JAKARTA - Pemimpin negara bagian Victoria, Australia, Daniel Andrews mengumumkan akan memperbaharui aturan pembatasan penyebaran COVID-19. Salah satunya yakni mengurangi aturan untuk menggunakan masker. Bagaimana aturan lengkapnya?

Warga wilayah tersebut tak perlu lagi menggunakan masker mulai tengah malam. Asal, jarak fisik masih tetap dijaga.

Namun, penduduk Victoria masih perlu memakai masker jika berada di dalam ruangan. Selain itu, mereka juga masih wajib membawa masker ke luar ruangan jika tak dapat menghindari kerumunan. 

"Jika Anda pergi ke Bunnings dan Anda berada di dalam toko, Anda wajib memakai masker. Tapi jika berada di tempat parkir mobil, Anda tak perlu memakai masker," kata Perdana Menteri Daniel Andrews dikutip ABC News.

Selain di tengah kerumuman, masker masih wajib dikenakan di kendaraan transportasi umum. "Namun jika Anda mengantri dan sedang bersama orang lain, maka perlu mengenakan masker," kata Andrews.

Pelonggaran aturan

Pelonggaran aturan bermasker merupakan salah satu dari serangkaian mengurangi aturan pembatasan pencegahan COVID-19 di Victoria. Negara bagian Australia itu kini memang tengah memasuki langkah terakhir sebelum menuju normal kembali.

Beberapa pelonggaran lain dari aturan pembatasan COVID-19 yakni, warga Victoria sekarang boleh menampung 15 orang ke rumah mereka masing-masing perharinya. Sementara batas pertemuan di luar ruangan meningkat menjadi 50 orang.

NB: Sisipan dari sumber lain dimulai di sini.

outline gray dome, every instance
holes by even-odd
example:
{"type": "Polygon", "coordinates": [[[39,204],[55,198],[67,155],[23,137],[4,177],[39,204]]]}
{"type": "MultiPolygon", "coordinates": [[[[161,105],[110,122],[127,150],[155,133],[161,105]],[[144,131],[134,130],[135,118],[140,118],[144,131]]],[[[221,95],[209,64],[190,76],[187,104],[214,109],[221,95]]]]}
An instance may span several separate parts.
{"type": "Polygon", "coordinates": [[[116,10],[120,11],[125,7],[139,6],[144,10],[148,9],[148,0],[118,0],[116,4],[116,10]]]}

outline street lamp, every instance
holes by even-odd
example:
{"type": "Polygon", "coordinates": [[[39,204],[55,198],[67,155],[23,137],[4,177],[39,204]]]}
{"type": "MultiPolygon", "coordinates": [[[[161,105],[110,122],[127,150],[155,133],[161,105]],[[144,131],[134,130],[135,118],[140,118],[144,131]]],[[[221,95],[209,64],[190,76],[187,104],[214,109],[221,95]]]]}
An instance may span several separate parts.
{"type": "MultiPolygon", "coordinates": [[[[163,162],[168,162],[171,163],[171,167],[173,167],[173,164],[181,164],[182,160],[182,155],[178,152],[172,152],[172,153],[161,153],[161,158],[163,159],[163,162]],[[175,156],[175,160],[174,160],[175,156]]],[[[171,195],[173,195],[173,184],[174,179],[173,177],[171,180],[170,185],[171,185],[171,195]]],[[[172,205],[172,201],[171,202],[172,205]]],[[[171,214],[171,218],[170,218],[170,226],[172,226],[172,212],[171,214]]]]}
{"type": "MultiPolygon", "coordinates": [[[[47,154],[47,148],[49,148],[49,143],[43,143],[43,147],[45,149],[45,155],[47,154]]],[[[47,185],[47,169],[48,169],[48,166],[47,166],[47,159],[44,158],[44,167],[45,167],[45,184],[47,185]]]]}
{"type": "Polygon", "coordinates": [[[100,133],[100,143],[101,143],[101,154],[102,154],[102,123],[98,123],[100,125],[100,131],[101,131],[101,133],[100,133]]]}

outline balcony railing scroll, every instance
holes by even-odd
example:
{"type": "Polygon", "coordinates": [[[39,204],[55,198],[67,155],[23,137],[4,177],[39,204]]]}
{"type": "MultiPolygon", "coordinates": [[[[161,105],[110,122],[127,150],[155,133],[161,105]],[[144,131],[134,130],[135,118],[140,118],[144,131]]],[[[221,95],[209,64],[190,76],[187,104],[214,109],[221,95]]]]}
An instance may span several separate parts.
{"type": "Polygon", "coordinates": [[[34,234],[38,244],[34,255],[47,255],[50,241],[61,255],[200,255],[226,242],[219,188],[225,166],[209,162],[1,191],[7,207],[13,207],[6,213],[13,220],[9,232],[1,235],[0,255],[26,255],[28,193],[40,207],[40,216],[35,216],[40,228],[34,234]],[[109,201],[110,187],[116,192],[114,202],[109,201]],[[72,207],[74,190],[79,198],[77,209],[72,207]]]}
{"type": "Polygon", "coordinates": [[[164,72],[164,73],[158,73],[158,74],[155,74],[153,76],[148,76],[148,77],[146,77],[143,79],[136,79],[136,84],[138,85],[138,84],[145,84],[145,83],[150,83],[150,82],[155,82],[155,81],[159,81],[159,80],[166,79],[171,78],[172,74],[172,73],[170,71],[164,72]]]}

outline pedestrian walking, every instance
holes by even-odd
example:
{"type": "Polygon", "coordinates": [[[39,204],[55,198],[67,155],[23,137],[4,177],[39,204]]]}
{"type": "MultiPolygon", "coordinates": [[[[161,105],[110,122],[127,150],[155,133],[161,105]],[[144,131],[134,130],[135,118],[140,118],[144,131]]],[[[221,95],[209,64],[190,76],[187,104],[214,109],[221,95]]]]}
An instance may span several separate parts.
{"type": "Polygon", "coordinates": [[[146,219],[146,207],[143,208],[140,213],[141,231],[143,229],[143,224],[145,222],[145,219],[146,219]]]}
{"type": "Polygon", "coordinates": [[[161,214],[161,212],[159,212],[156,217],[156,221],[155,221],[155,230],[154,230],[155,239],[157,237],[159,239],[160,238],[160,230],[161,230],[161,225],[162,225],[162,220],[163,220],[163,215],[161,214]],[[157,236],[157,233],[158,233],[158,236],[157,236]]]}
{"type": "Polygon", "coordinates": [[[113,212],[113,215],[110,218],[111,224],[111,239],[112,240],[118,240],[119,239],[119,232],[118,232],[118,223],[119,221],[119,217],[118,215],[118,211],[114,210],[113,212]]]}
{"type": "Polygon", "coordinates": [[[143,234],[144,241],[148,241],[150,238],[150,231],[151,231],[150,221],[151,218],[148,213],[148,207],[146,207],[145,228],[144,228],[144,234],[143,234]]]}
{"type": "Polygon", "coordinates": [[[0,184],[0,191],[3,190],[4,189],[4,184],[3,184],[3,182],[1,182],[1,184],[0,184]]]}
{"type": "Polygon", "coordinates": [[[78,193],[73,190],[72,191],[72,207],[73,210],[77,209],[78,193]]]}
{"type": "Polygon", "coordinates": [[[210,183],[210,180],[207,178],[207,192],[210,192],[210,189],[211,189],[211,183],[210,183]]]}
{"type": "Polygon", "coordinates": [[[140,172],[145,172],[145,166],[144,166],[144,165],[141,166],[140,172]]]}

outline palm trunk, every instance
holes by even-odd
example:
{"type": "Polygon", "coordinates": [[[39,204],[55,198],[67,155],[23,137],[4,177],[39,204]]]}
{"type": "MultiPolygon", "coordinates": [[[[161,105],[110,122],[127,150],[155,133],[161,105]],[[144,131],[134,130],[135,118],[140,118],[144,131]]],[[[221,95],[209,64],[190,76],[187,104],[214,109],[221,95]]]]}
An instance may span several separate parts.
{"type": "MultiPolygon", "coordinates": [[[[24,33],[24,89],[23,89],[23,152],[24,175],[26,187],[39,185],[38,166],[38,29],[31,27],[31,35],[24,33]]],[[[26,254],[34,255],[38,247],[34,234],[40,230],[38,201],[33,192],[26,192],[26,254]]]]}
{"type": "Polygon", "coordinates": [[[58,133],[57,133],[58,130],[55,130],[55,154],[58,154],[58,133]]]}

Sementara itu jumlah pengunjung yang diizinkan masuk ke dalam ruangan di tempat aula-aula besar akan meningkat menjadi 150 orang hingga 300 orang. Jumlah itu tergantung pada kepadatan di tempat tersebut. 

Selain itu, olahraga kontak dan non-kontak bagi orang dewasa juga mulai diizinkan. Untuk olahraga dalam ruangan akan dibatasi hingga 150 orang dan ukuran grup hingga 20 orang, sedangkan olahraga luar ruangan dapat memiliki hingga 500 orang dalam grup hingga 50 orang.

Yakin tak ada penularan

Victoria sudah 23 hari berturut-turut tak lagi melaporkan adanya kasus COVID-19. Oleh karenanya, Kepala Petugas Kesehatan Victoria, Brett Sutton yakin penularan di komunitas tak akan terjadi lagi. 

"Kami belum mencapai ambang epidemiologis dalam 28 hari, tapi saya yakin kami akan mencapai itu," kata Sutton. Namun, ia mengatakan masyarakat harus tetap memperhatikan pentingnya menjaga jarak fisik dan kebersihan tangan.

"Kami telah melihat wabah besar di Australia Selatan," kata Sutton. "Itu bisa menjadi lebih besar jika tidak ambil tindakan awal."

Perdana Menteri Daniel Andrews mengatakan dua minggu dari sekarang, pada 6 Desember, akan meninjau kembali peraturan tersebut menjadi. "Saya pikir itu akan menjadi perubahan terakhir tahun ini, dan kami akan 'menguncinya'," kata Andrews.